My experiences in Gaza, volunteering for years with impoverished Palestinian farmers and farm labourers coming under Israeli live fire on a near-daily basis, demonstrated to me that the work of groups like UWAC is essential to help farmers rehabilitate destroyed farmland. These are people simply trying to eke out an existence, being maimed and murdered by Israeli fire while doing so, their farmland and wells bulldozed and destroyed, their crops burned.

I also have some experience with the work of DCIP, which documents Palestinian child detainees in Israeli prisons, including children in solitary confinement, as well as children killed by Israeli soldiers or colonists. Without groups like this documenting these crimes, advocating for the children becomes all the more impossible. Clearly, this is one of the reasons Israel has made the outrageous terrorist designation.

But DCIP also helps sick and injured Palestinian children get medical care. The group helped rehabilitate a terribly injured, bedridden, 16-year-old Palestinian teen I met in a Cairo hospital in July 2008, months after an Israeli soldier shot him in the spine.

In March 2008, Abdul Rahman Abu Oida went to the roof of his home, checking the water tank to see why the family suddenly had no water, and was shot in the spine by an Israeli sniper hiding on another rooftop.

As I later wrote, “The bullet destroyed three vertebrae; the shot left Abed paralysed in a puddle of his own blood until his 13-year-old brother, 15 minutes later, found him and dragged him downstairs. Ambulances were prevented from accessing the area. Abed lay untreated for three hours before he reached a hospital in Gaza City.”

In the Cairo hospital where I met him, he was emaciated, with appallingly large bedsores on his backside and feet. These festering bedsores would be the cause of other ailments which plagued him and eventually caused his death. Through a contact at DCIP, Abed began to get proper treatment for his original wound and the consequences of the bedsores.

Although he survived the 2008/9 Israeli massacre, including Israel’s attack on the rehabilitation hospital in which he and 60 other patients were, in 2014 he finally passed away. But without DCIP’s intervention, Abed would surely have died not long after I met him in 2008.

I have written many times about the crimes Israel has perpetrated against Palestinians in Gaza, including sniping at medics and killing and maiming still other medics, including with dart bombs – both war crimes – as well as assassinating children and infants, and firing white phosphorus on civilian areas. These are all just from my personal documentation in the span of a few years.

Without people to document these crimes, Israel’s actions could be even more monstrous than they already are.

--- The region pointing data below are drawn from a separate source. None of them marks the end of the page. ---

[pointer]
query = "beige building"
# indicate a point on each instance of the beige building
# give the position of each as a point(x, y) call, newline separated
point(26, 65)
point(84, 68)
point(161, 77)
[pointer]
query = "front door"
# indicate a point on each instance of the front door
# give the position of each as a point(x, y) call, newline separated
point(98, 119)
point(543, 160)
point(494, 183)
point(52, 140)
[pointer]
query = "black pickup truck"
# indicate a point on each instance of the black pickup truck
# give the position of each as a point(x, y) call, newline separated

Last May, in an attempt to prevent journalists from reporting its war crimes, Israel precision-bombed key media buildings in Gaza (which it had previously done in 2009, 2012, and 2014).

Throughout occupied Palestine, the work of human rights groups in documenting Israel’s crimes remains imperative, and the country’s continued harassment of these groups – including their “terrorist” designation – indicates the effectiveness of their advocacy and the determination of Israel to whitewash its crimes.

Eva Bartlett is a Canadian independent journalist and activist. She has spent years on the ground covering conflict zones in the Middle East, especially in Syria and Palestine (where she lived for nearly four years).